Digital technologies have offered the user opportunities and power to determine what they want to consume. Although this impacts professional journalistic values and modes of operation, the rise of consumer involvement and to some extent power to prosumers, and in the process circumvent vested interests of media owners, advertisers and others. These prosumers are now more proactive, active and questioning of journalism and media.
Despite the growth of consumer participation in media productions and especially journalism, there are numerous concerns that have eroded professional values. The credibility and reliability of information generated by citizens practising citizen journalism is often in doubt although sometimes even established mainstream media use content generated by audiences.
The rise of YouTube, Twitter, Facebook and other social media is seen as typical examples of user-participation. As mentioned above, the attendant symbiotic relationship and discipleship developed from such strategies leads to brand loyalty which is important as competition for audiences and revenue intensifies.
The growth of the media industry, notwithstanding media industry watchers, regulators and moral police have begun to worry about content vis-à-vis societal morals which they observe is increasingly corrupted due to lack of strict controls oftentimes applied to traditional media.

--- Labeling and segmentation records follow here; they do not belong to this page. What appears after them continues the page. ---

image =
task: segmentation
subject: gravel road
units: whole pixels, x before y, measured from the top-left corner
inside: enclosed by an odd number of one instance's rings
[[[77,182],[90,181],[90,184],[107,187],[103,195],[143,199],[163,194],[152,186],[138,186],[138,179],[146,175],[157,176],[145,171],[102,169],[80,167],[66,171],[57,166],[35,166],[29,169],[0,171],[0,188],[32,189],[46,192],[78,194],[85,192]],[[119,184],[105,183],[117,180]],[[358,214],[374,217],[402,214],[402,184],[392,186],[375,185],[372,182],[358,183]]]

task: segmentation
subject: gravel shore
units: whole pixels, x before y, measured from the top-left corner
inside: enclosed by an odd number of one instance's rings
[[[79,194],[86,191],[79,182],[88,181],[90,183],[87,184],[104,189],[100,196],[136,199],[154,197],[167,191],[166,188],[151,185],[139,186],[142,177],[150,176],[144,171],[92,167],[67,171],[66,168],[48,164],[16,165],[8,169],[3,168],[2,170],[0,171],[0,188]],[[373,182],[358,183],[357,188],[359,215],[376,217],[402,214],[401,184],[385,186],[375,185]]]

The democratic nature of mobile and citizen journalism means producers of these new forms of journalism and media products are not regulated by particular legal or even cultural censures and considerations. Indeed, if mobile phones are not used by scammers and criminals to fleece unsuspecting innocent users and even gullible people, pornographic content and other such texts delivered to mobile handsets have moralists worried as these do not conform to societal values.

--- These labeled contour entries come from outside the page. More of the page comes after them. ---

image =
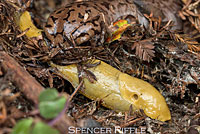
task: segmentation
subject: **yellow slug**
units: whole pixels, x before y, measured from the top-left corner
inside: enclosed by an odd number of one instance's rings
[[[98,62],[96,60],[95,62]],[[75,88],[78,86],[77,66],[52,67],[62,74]],[[169,108],[164,97],[149,83],[129,76],[101,61],[101,64],[88,69],[94,73],[97,81],[89,82],[84,78],[85,89],[81,92],[92,100],[103,100],[103,105],[116,111],[133,111],[142,109],[152,119],[167,121],[171,119]]]

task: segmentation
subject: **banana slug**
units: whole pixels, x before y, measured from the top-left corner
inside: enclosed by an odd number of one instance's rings
[[[96,60],[95,62],[98,62]],[[67,79],[73,87],[79,84],[77,66],[75,64],[60,66],[51,63],[63,78]],[[84,92],[92,100],[103,100],[103,105],[116,111],[133,111],[142,109],[152,119],[167,121],[171,119],[169,108],[164,97],[148,82],[129,76],[101,61],[101,64],[90,68],[97,78],[90,83],[84,78]]]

In addition, the media choices available as a result of commercial and market demands and pressures are pushing media towards sensationalism, as the news agenda is now increasingly determined by its potential for generating revenue. This undoubtedly affects the way media behave and what they avail to consumers especially those who desire content that might not subscribe to prescribed legal, cultural or societal requirements. Besides, it has become easier for prosumers to circumvent regulators and moral police because content is demand driven and might not be on the mass market.
Unlike traditional media such as television, radio and print that would be easy to regulate and police, mobile media offers opportunities to beat regulation and control.
2.4 Social Media as a Field of Study in Media Training Institutions
The study noted that social media was not taken as a serious field of study by media training institutions. While those graduating from journalism and media schools may be active users of social media, the skills they possess may not suffice in the digital environment of the media industry. The development of a digital journalism specialism is key to the success of modern journalism in Kenya. The modern-day journalist must thrive in traditional journalism as well as digital journalism. Journalism training institutions should invest in multimedia labs where students can gain digital journalism skills.